I grew up in Madras, as it was then called. I studied English Literature, and then worked part-time as an English teacher, devoting my evenings to theatre. Someone I met at a play rehearsal thought my voice might work for radio, and that led to my first job in the media industry. I left to study broadcast journalism at the University of Westminster, and moved back to India after a few years. I worked with a news channel in Delhi, and started writing a humour column for a national daily. I also wrote plays, several of which were longlisted and one of which made the shortlist for The Hindu Metro Plus Playwright Award. I relocated to Madras in 2009, where I worked with a news portal. I decided to quit my job, to focus on my career in writing and theatre. Now, I review films and books, interview authors, and do stand-up comedy. I moonlight as a stage actor. In my spare time, I learn several forms of music, several forms of dance, Urdu, horse-riding and open-water diving (none of which I’m good at).

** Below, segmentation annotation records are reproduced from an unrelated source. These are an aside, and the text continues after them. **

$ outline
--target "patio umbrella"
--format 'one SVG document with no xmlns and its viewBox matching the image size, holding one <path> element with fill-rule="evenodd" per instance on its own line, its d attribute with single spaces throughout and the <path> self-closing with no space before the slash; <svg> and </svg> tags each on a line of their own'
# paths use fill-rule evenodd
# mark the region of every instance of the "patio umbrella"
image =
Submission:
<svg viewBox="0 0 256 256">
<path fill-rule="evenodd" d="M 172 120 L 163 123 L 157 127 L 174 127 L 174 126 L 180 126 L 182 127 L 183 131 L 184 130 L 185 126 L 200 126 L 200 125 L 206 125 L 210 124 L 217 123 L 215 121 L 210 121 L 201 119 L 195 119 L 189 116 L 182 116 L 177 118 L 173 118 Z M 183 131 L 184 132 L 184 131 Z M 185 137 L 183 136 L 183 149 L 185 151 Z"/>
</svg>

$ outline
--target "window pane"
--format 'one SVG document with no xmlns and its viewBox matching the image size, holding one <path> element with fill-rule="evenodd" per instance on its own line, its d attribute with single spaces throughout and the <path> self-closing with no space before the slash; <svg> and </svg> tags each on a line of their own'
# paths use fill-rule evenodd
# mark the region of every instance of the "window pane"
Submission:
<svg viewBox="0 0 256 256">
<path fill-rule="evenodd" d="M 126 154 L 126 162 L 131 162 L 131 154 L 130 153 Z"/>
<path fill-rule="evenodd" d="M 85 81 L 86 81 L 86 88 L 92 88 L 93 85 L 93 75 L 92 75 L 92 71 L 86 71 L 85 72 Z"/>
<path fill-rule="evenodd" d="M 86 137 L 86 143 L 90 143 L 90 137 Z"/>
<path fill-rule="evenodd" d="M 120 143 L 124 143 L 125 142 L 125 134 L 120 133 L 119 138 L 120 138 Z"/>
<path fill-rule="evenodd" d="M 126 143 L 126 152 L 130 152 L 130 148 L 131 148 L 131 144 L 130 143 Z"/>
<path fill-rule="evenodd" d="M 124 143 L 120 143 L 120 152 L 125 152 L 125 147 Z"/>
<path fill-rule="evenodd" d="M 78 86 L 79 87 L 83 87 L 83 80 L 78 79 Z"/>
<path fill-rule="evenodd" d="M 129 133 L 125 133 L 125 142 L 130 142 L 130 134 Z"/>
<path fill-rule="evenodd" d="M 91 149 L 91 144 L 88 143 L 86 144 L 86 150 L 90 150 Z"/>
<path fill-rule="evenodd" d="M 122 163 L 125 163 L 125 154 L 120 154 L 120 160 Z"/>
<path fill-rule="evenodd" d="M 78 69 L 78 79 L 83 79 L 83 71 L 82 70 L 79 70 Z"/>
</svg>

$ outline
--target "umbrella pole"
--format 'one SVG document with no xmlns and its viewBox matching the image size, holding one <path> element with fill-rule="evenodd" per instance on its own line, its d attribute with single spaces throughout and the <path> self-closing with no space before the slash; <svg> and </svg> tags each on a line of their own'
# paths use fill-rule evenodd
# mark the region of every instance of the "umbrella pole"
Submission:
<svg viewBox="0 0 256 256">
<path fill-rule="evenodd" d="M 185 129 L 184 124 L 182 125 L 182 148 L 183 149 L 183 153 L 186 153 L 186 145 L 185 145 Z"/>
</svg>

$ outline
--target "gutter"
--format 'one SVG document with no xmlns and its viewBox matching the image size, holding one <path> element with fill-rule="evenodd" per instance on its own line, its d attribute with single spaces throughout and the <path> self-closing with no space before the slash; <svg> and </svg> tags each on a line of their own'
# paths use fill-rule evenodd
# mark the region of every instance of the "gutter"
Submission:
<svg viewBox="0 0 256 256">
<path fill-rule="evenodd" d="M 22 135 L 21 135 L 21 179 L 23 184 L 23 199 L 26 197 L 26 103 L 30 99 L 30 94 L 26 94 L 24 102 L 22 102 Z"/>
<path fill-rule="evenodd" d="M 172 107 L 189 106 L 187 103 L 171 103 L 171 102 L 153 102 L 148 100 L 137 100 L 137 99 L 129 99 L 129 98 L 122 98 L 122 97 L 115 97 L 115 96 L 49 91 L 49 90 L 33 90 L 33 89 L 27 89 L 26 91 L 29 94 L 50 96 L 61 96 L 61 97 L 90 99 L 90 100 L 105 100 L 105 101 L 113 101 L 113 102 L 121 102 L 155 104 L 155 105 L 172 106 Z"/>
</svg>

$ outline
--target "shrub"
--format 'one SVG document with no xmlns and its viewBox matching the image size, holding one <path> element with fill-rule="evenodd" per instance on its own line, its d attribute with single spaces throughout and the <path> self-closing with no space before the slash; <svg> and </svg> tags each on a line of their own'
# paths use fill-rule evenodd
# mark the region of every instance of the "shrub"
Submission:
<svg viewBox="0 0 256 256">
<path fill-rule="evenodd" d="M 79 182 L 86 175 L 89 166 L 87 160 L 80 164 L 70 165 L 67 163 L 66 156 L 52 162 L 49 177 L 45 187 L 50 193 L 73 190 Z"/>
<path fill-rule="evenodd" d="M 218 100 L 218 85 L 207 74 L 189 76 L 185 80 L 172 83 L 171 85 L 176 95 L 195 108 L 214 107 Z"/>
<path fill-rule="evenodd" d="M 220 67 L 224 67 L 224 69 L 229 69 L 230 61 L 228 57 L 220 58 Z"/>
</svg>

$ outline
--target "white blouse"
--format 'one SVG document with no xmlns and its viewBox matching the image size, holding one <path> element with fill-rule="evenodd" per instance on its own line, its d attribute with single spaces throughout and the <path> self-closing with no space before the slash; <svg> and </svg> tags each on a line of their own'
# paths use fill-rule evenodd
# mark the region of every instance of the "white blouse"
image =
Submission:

When did you know you wanted to write? What was the process of turning author like? Was it organic or a conscious decision?
I’ve known I wanted to write for at least as long as I could read…so, since I was about three years old. Before that, I couldn’t sleep without being told a story by my aunt, my mum’s younger sister. Then, I couldn’t go to sleep without reading at least a page of a book. Eventually, I couldn’t go to sleep without writing, or playing with sentences in my head. If it was a conscious decision to become a writer, it was made so early that I don’t remember making it. When people asked me whether I wanted to be a doctor or an engineer, I would shudder and say I wanted to be a writer. They usually thought I was joking.

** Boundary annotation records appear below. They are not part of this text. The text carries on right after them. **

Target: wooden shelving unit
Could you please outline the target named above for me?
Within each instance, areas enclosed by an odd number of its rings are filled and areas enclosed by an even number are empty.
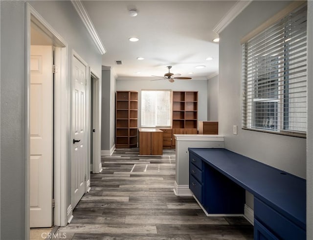
[[[198,92],[173,92],[172,134],[198,133]],[[175,147],[172,136],[172,147]]]
[[[135,148],[138,141],[138,92],[116,92],[115,147]]]

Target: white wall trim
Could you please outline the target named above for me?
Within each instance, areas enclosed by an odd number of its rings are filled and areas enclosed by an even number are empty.
[[[69,204],[68,207],[67,207],[67,223],[70,223],[73,218],[74,216],[73,216],[73,209],[72,209],[72,205]]]
[[[216,72],[215,73],[213,73],[213,74],[211,74],[210,76],[207,76],[207,80],[209,80],[211,78],[213,78],[214,77],[216,77],[216,76],[218,76],[218,75],[219,75],[219,73],[218,72]]]
[[[174,136],[178,141],[224,141],[224,136],[221,135],[175,134]]]
[[[114,144],[110,150],[101,150],[101,156],[111,156],[115,150],[115,145]]]
[[[103,44],[102,44],[102,42],[99,37],[98,33],[97,31],[96,31],[94,26],[83,3],[80,0],[71,0],[71,1],[77,12],[77,13],[78,13],[78,15],[79,15],[83,22],[84,22],[84,24],[87,28],[89,34],[93,40],[93,42],[95,44],[96,46],[97,46],[98,50],[101,54],[104,54],[106,51],[104,48]]]
[[[177,184],[176,181],[174,182],[174,193],[177,196],[192,196],[192,192],[189,189],[189,186],[188,185]]]
[[[199,205],[199,206],[200,206],[201,209],[204,212],[204,214],[205,214],[205,215],[206,216],[206,217],[243,217],[244,216],[243,214],[209,214],[207,212],[206,212],[206,210],[205,210],[205,209],[203,207],[203,206],[202,206],[202,204],[201,203],[200,203],[200,202],[197,198],[197,197],[196,197],[196,196],[195,195],[194,195],[193,194],[192,195],[192,196],[194,197],[194,198],[195,198],[195,199],[196,199],[196,201],[197,201],[197,202]]]
[[[245,214],[244,217],[252,225],[254,225],[254,212],[253,209],[249,207],[247,205],[245,204]]]
[[[213,31],[219,34],[251,2],[251,0],[238,1],[214,27]]]

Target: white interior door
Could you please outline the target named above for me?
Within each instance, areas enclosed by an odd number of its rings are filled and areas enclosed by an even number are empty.
[[[87,161],[86,131],[86,66],[75,56],[72,65],[73,100],[71,159],[72,207],[74,208],[85,193]]]
[[[31,46],[30,227],[52,225],[52,46]]]

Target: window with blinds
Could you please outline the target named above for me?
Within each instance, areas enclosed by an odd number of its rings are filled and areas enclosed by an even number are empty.
[[[141,127],[170,127],[172,123],[172,91],[141,91]]]
[[[305,137],[307,7],[243,44],[243,128]]]

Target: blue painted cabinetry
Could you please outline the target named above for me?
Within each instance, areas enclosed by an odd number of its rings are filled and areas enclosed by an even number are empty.
[[[189,188],[207,213],[243,214],[245,189],[195,154],[189,159]]]
[[[209,214],[243,213],[246,190],[255,240],[306,239],[305,179],[224,149],[189,151],[190,188]]]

What is Hitched about? What sets this book apart from the other books that deal with the topic of marriages in India?
Hitched is about urban, educated Indian women, mostly from liberal families, who have had arranged marriages in the last ten years or so. I can’t really compare it to other books about marriage, because I haven’t read any others. But I don’t think there’s been a non-fiction book written exclusively about this niche, elite, privileged group of women that most of us belong to. The only books of this kind I can think of are raunchy novels about insatiable socialites. Hitched is a non-fiction book, partly comprising first-hand accounts from women across the country, belonging to various religions, working in different fields, and in different stages of marriage, both happy and unhappy. Many of these women have decided to study further or start working after having children. Some have had to cope with drastic changes in milieu. I find that there are certain issues that are specific concerns of this class of women – things that women from other sections of society will either deal with or brush under the carpet, such as whether one should take on one’s husband’s name, whether living with in-laws is a good idea, how one can sleep with a stranger, how to tackle intrusive questions about having children, and what adjustments a woman must make if she moves cities or countries.
You've stated that the book is largely based on interviews. How much of the original stories have you retained, and how much has been your interpretation / addition?
Hmm, the process was very organic. I recorded interviews with these women, but I’ve known many of them as friends or as people whose work I’m familiar with. I think that lends a certain subtext to their narratives. The book is roughly divided into two parts – the first is a series of personal accounts, and the second part deals with the concerns I spoke about earlier. Throughout, everything I’ve retained from the interviewees’ own words is either within quotes or in reported speech. So, it’s quite obvious which parts involve my own opinions, interpretations and analyses. Often, a particular experience an interviewee had been through would remind me of something I myself had been through, and I would put that down while writing her story. But there is no fictionalisation involved.
Is the process of getting published tough? How easy was it as a first-time author?
I think the publishing industry in India is very healthy, and it has very dynamic, quite brilliant editors who are constantly scouting for writers in various genres. I don’t think the process is tough, because so many of them are accessible, at book launches and literature festivals. I felt very comfortable writing the book, partly because of the enormous support I received from the editors, and partly because the book brought together two elements – my experience in journalism and research, and my partiality to humour writing.
What do your future plans include?
I’ve just started working on a novel, which started off as a play. Now, I want to explore the characters’ lives and personalities, and a novel gives you much more scope for nuance. I also have a satirical novel and a semi-autobiographical historical novel in mind, as well as two works of non-fiction.
Are there any tips out there for women who want to become writers? Dos and don'ts?
I’ve always thought of writing as something that finds a person – a story wants to be told, and it searches for the teller. I think one should respect the story, and understand one’s place as a tool for it to find its way into our world. I don’t think it’s a good idea to write for money or fame. Write because you want to. Write because you have to. Write because you’re asked to, either by a story or by someone with a story idea. And don’t look at writing as an act whose end goal is getting published.